Historically, many studies used angiographic assessment for follow-up. In this study, following angiographic assessment at nine months, we found that there was a restenosis rate of 4.7%, in keeping with previous studies that have used second-generation DES16. However, in this study, we also performed a haemodynamic assessment at nine months and found a functional restenotic rate of 15.1%, equating to a threefold to fourfold increase. This suggests that angiographic assessment potentially misses a significant proportion of patients, and therefore we should not be surprised if MACE rates are higher, particularly in cases where PCI has been performed in long diffuse coronary disease using long second-generation DES. Simply believing the angiographic result may not be sufficient in order to avoid MACE; functional restenosis may be a better predictor of MACE.
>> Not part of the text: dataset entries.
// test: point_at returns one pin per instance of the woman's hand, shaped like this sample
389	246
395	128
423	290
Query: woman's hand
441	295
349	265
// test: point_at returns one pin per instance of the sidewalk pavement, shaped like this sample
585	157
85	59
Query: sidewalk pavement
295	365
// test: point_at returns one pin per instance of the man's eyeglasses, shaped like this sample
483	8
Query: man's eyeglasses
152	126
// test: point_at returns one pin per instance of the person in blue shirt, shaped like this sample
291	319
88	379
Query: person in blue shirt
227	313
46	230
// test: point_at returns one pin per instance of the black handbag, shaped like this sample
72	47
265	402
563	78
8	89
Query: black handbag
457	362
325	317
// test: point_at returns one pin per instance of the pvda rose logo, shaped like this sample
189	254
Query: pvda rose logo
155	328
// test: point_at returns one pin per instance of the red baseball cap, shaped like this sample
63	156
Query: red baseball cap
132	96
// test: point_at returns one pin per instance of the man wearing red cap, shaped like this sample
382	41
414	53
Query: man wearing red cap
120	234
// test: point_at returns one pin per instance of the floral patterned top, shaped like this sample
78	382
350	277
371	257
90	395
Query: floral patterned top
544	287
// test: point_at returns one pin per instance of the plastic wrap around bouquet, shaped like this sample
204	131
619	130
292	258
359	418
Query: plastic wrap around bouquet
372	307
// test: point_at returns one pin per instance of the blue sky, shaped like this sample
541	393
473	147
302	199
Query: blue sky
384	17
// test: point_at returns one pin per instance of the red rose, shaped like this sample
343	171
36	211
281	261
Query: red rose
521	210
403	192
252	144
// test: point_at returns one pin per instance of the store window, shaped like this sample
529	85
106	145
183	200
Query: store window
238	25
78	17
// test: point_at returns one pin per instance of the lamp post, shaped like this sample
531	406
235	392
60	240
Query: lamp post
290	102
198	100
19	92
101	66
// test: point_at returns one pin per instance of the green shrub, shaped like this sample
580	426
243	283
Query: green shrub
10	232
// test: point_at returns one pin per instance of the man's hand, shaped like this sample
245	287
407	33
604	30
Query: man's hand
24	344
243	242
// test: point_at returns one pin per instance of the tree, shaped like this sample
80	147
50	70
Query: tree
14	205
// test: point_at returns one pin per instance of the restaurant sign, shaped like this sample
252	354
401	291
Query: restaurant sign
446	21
While there have been studies using IVUS guidance to optimise stent implantation, thereby increasing minimal luminal diameter, this gain has not been shown to achieve functionally better results, as FFR was not measured. In the AVIO study, the increase in MLD did not improve the clinical endpoint17. Honda et al reported a 13.5% TLR rate in a patient group with stent length >50 mm (UL-DES) vs. 6.0% in a short stent group (<20 mm) vs. 7.2% in 20-50 mm (L-DES), despite IVUS guidance9. In a recent study, Elgendy et al reported that IVUS-guided PCI is superior to angiography-guided PCI in reducing the risk of major adverse cardiac events, primarily because of reduction in the risk of ischaemia-driven target lesion revascularisation18.

Some of the findings of this work may be explained by the fact that the majority of cases were diffuse disease in the LAD. One might speculate that, had there been a higher proportion of patients with RCA or LCx disease, more optimal results would have been achieved19.

Limitations

Our study shows a very significant rate of functional restenosis; however, we cannot say what impact this would have on MACE. Nevertheless, when we examined previous studies, we found that the rate of MACE was consistently higher than the rate of angiographic restenosis. One could speculate that this difference is driven by the residual ischaemic burden that has up to now been underappreciated. Even though IVUS-guided PCI has not to date been shown to improve functional results, the lack of IVUS and OCT utilisation in the current study is a major limitation and probably warrants re-evaluation, particularly in the context of patients with long diffuse coronary lesions treated with long and ultra-long stents.

Conclusion

The FFR result post PCI is suboptimal in patients with long diffuse coronary artery disease treated with long second- or newer-generation DES, and is particularly poor when the total stent length exceeds 50 mm. The current study shows that in the majority of cases diffuse coronary artery disease cannot be effectively treated using long and ultra-long drug-eluting stents.

Conflict of interest statement

The authors have no conflicts of interest to declare.